In actuality, a lactation consultant is a necessary service hospitals need to provide. While the post tells a tale of a bullying woman who explains that pain and suffering are par for the course, all breastfeeding professionals with which I consulted as a new mom told me exactly the opposite: that with proper help, breastfeeding isn’t supposed to hurt.
After insinuating that formula is somehow a better choice for preemies like her own child — it is not necessary nor even recommended, and a premature baby can safely be fed exclusively on breastmilk — Gale predictably attacks the Latch On NYC initiative, again speaking from a place of ignorance. She says:
“According to the ‘breast is best’ fanatics, choosing to bottle-feed my babies was akin to feeding them crack and getting them tattooed. New York is even considering locking up formula in hospitals so new mothers won’t be swayed by the evils of this alternative to the breast… But why? Of all the things society can do to protect it’s most vulnerable citizens, is hiding formula and making women feel terrible about how they choose to feed their children really the place to start?”

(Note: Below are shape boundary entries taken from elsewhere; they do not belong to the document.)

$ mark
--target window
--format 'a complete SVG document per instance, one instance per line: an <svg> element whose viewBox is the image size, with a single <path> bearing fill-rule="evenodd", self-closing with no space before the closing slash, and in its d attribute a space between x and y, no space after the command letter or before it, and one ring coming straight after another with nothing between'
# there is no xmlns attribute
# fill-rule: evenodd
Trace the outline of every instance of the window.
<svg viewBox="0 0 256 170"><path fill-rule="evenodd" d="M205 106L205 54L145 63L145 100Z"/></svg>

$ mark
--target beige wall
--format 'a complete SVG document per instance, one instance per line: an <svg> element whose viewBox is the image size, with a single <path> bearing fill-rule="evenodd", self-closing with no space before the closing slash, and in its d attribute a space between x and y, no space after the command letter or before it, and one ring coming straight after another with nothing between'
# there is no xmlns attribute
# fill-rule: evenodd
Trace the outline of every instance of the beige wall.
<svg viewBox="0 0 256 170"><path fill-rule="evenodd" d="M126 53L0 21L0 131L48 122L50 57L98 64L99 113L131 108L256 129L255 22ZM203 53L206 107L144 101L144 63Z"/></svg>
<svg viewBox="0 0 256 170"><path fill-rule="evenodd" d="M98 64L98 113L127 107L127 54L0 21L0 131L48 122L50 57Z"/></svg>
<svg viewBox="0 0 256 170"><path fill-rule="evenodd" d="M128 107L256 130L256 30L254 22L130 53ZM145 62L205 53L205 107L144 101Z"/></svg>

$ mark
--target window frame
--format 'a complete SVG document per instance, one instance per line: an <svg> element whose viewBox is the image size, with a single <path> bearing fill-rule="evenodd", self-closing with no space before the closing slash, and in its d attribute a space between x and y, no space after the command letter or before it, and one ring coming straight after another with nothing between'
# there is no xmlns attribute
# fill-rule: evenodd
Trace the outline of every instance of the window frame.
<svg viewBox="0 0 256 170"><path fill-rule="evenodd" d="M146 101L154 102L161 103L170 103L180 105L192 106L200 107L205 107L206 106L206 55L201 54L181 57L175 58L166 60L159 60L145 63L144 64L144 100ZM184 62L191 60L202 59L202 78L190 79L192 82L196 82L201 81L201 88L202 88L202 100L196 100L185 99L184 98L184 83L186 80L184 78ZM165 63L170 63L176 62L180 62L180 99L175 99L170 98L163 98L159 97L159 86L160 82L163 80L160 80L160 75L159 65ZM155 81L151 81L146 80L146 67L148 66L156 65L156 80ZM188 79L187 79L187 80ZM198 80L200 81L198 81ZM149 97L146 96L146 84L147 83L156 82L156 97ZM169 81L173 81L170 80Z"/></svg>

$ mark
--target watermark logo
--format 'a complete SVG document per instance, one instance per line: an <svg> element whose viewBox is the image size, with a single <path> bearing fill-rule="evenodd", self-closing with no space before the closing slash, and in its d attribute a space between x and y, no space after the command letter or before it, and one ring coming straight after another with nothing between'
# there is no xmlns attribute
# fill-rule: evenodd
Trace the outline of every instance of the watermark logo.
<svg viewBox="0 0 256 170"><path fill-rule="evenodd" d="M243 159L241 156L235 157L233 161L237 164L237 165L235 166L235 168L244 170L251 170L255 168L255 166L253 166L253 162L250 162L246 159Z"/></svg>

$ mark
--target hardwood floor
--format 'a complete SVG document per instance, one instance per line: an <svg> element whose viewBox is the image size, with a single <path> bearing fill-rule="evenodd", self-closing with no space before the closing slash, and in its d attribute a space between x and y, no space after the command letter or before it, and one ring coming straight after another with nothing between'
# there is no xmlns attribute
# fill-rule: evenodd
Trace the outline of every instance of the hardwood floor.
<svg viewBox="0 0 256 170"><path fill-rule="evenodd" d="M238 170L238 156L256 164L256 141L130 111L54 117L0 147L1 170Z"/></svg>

In our earlier coverage of NYC’s breastfeeding initiative, I pointed out that, while the critique of this program may be well-intentioned, it is fundamentally incorrect. In all other Western nations, formula is not marketed in hospitals and for good reason. It’s unethical. It’s harmful to breastfeeding relationships. And most of all, formula will not be restricted in any way except as a marketing push.
Formula is and has always been free to non-breastfeeding mothers in maternity wards. What is changing is that samples provided by companies — which can influence a woman’s decision, such as through coupons and “swag bags” — will no longer be distributed. No one is being forced or even cajoled to breastfeed. It’s just that formula companies’ access to a captive and vulnerable audience is being restricted. In one city. And, it should be noted, following guidelines laid out by the American Association of Pediatrics.

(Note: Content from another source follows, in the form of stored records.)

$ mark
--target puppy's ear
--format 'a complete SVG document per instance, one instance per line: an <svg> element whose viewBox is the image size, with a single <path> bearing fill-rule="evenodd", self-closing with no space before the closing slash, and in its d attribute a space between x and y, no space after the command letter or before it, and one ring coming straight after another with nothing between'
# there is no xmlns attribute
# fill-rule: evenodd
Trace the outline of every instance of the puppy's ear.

But the sad thing about this common misconception that promoting breastfeeding is shaming women who choose not to is that, for every slight aimed at breastfeeding mothers in general and the organizations that support them, the already-weak network of support for nursing mothers is eroded. The idea is planted that those who may help — places and people like La Leche League, which is free and bar none the best source of information for women who can’t afford paid help — are really out to bully, belittle, or insult women who are desperately in need of support and assistance.

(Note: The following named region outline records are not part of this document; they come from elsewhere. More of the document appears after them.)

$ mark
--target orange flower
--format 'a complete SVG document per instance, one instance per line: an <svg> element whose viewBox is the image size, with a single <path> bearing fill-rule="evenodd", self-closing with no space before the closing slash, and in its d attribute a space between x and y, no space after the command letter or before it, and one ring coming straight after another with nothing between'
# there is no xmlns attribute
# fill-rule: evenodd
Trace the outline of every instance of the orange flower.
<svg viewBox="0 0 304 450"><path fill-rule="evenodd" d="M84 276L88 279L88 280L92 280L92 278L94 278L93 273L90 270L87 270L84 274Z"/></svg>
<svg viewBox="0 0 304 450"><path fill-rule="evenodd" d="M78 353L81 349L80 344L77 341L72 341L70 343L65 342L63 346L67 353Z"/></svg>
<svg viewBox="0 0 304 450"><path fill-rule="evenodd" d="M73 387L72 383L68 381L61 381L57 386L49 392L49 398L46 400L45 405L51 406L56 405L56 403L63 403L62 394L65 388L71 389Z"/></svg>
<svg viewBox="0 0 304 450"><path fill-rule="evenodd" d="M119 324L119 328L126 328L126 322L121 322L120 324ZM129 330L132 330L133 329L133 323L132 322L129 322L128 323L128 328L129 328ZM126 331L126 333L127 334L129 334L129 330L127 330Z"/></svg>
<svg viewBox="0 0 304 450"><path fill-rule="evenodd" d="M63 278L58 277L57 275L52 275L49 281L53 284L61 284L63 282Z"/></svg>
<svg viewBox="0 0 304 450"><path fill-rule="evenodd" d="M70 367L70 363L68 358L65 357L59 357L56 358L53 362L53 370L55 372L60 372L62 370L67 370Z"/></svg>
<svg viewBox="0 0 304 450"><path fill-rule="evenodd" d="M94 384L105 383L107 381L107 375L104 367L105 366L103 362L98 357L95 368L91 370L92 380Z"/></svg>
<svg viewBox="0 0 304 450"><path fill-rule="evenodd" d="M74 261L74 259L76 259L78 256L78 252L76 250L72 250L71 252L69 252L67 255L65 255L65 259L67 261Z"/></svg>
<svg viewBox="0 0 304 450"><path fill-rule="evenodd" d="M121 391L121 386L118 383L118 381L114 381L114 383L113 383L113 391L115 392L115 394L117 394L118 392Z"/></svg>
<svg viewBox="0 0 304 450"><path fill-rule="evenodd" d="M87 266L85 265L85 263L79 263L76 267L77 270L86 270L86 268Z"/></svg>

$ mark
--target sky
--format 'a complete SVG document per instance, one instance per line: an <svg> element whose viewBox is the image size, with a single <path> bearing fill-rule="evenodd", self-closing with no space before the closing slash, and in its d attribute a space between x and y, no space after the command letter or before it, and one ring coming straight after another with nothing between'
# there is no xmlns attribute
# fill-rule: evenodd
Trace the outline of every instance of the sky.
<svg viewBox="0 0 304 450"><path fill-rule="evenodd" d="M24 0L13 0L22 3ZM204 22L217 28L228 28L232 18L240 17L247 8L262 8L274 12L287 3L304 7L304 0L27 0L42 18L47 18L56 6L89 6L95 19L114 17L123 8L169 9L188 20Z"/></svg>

To wit, while the “breast is best” message has caught on intellectually, in society today, it has not caught on in practice. A shamed formula feeding mother may feel badly for a few minutes — a shamed nursing mother may give up altogether because she lacks support or encouragement or knowledge about how to breastfeed. A judgment will never take away a formula feeding woman’s ability to formula feed, but a nursing woman can be deprived of her ability to breastfeed due to such actions.
Perhaps the “breast is best” message does make some parents feel inadequate for choosing otherwise, but, as long as formula is free in hospitals, the only choices being taken away are those from women who cannot afford or access the very basic breastfeeding services which are only beginning to catch on as a standard in this country, and it is doing women everywhere an extreme disservice.